The structure of DNA was only discovered two years after Lacks' death, and the revolution in molecular biology that followed completely transformed the possibilities for use of any human cells that were able to grow in culture. "How could she possibly have given informed consent? In the case of a rapidly advancing field like molecular biology, there's no way she could have been asked at that time what she was really consenting to," Rothenberg said.
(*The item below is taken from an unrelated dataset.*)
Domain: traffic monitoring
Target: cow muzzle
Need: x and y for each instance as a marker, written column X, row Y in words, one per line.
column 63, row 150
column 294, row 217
When the conversation returned to ownership of a patient's cells, and who should profit from their use, Rothenberg pointed out that simply saying the patient owns them, period, could generate a raft of unintended consequences. For example, medical institutions might, for legal liability reasons, refuse to accept certain tissue samples, hampering the delivery of personalized medicine to patients. Equally disturbing, she says, would be the possibility that the commercially valuable products of cells might incentivize individuals to view a cancer-patient relative "as a possible cash cow, and sell their tissues in the hopes of winning the lottery. . . . You definitely don't want people to be in a position where they or their family members want to sell parts of their body because they're starving."
Wold said her research seldom involves HeLa cells but, she added, "that doesn't mean I'm not an avid consumer of what's been learned over 60 years of studying them." She hailed the "beautiful science" the cells have engendered, but lamented the scientific community's repeated failings in communicating with and involving the Lacks family over the years as to how the cells were being used and what was being learned from them. For example, she said, teams of researchers in Germany and at the University of Washington sequenced and published the HeLa genome in 2013 and made the information freely available worldwide. In doing so, however, they made portions of the family's genome public—without thinking to seek the family's approval or tell the family what was happening. The research community "quickly recognized this as a catastrophe," said Wold, prompting the creation of a board that includes Lacks family members and now regulates access to the data.
Such ethical considerations continued during the event's Q&A, which stirred discussion about such critical questions as how to address medical privacy when one family member's consent might make public another family member's information, and whether proposed consent rules might jeopardize access to older cell lines that were obtained prior to a stricter consent regime.
Yang, whose lab has used HeLa cells since 2008, said he only recently learned about the ethical concerns around their provenance, adding, "Honestly I was quite surprised to find there were all these [controversies]. . . . As an outsider to American culture—I actually grew up in Singapore—my instinct would be that the DNA is a common good, not personal property. If my cells would be useful for research, I would gladly give them up without any expectations."